The last time Robertson appeared at Minute Maid Park, during the 2013 season finale, he was loudly booed for not being Rivera. Thursday night, you could hardly notice the difference. Robertson, pumping his own cut fastballs, retired the Astros in order -- but not before giving up a 390-foot fly ball to Matt Dominguez.
"I didn't have runners all over the place," Robertson said, smiling. "So that was good."
He also whiffed Alex Presley and got Jonathan Villar on a tapper to the mound. When the 4-2 win over the Astros was secure -- along with Robertson's first post-Mo save -- Mark Teixeira dropped the ball into the new closer's glove to keep.
We've talked about moving on from Rivera for what's seemed like years now. There's no point in calling Robertson his replacement. He's the Yankees' next closer, the one after the legendary Mo, and none of us, including Robertson himself, pretends this vacancy can just be filled, like finding another baby-sitter or accountant.

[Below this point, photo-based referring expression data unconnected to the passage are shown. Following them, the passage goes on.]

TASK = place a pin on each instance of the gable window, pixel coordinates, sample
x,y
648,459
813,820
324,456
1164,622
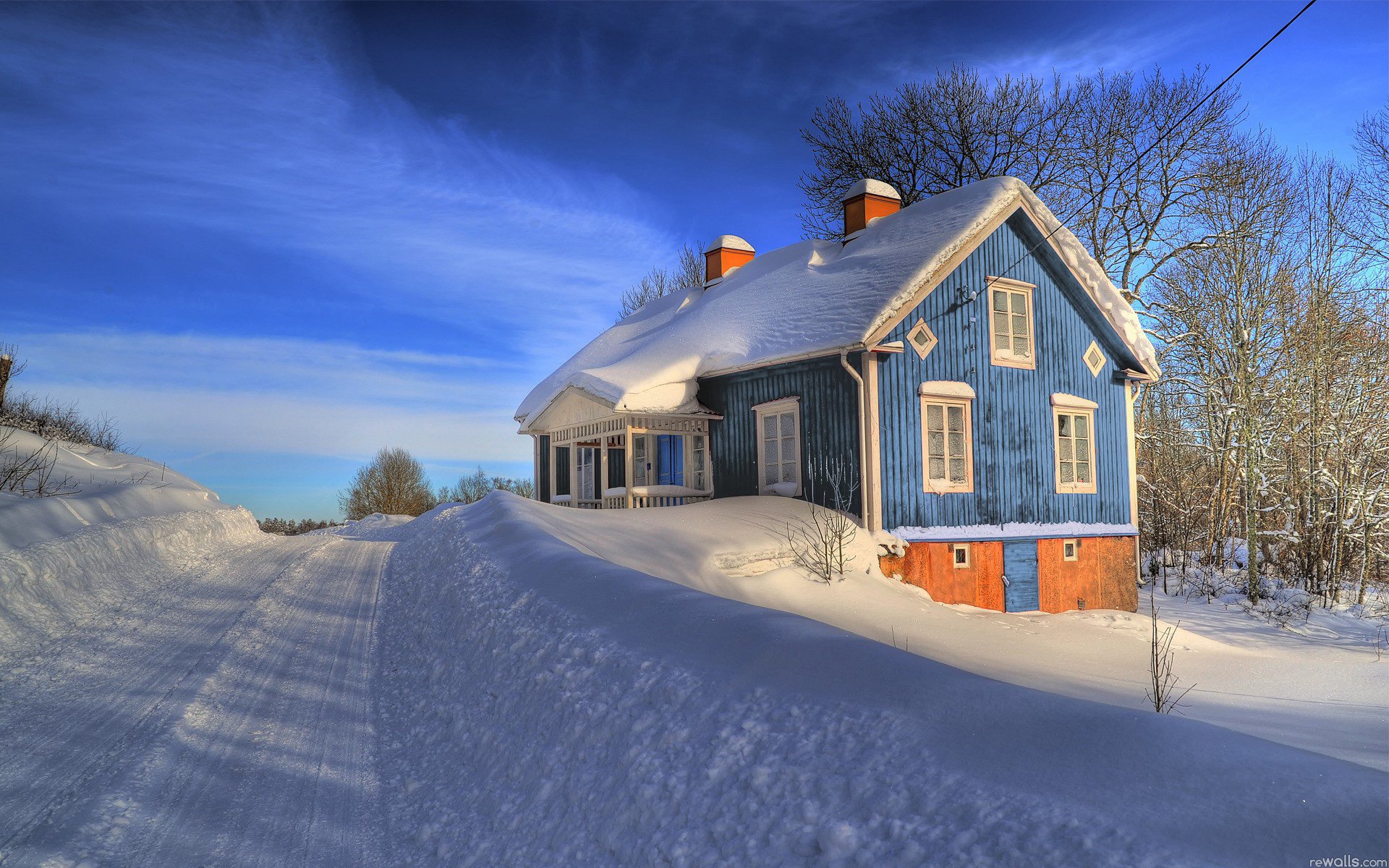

The job itself isn't new for Robertson. He did have eight saves in brief fill-in spots for Rivera. It's the title that's different. With Robertson taking the reins, we're not sure what exactly will follow. Is this the start of the Robertson Era? Or a period of post-Rivera angst for the Yankees?
We probably won't figure that out for a while. But it has to be nice to get that first save. At least that's what we assumed when Robertson was asked before the game if he was anxious about it.
"Not really,'' he said. "That thought really hadn't crossed my mind. I look at it as the same as last year. When the opportunity came and it was time for me to step in and get a hold, that's what I did. This is the same thing. It's just called a close.''
Robertson paused for a moment and corrected himself. "Or a save,'' he said, smiling. "Whatever. It's the same situation.''
We'll excuse Robertson for the slip, but now he has to get his terminology right. Maybe it was just the rust from sitting around since the team broke camp Saturday in Tampa.
The Yankees believe Robertson can make the transition from one of the game's best set-up men to an elite closer, even if they didn't hand him the job right away in the weeks after Rivera's retirement. Without a veteran Plan B in reserve, the Yankees are all in on Robertson.
"He's been in a lot of big pressure situations before,'' Girardi said. "Whether it's been the American League Championship Series, the World Series -- he's been in them. Hopefully, that helps him.''
Along with a few deep breaths when Robertson jogged in from the bullpen for that first time. Ask any closer: The adrenaline in that ninth inning is unlike any other spot. Factor in a new team, a new city, on Opening Day, and the levels can be off the chart.
Nathan, who signed a two-year, $20-million deal with the Tigers, imploded Wednesday in his first save chance at Comerica Park. Johnson, after two seasons of 50-plus saves for the Orioles, was torched in his first opportunity for the A's, who paid him $10 million on a one-year deal.
As for Robertson, there is a comfort in this role because it's with the only team he has known. And for a pitcher whose 11.71 K/9 ratio is the fourth-best in history (minimum 300 innings), the confidence seems to be there, too. The only thing stopping him before Thursday night had been the rest of the Yankees. The Astros were easy.
"I'm happy,'' he said, "just to get the first win."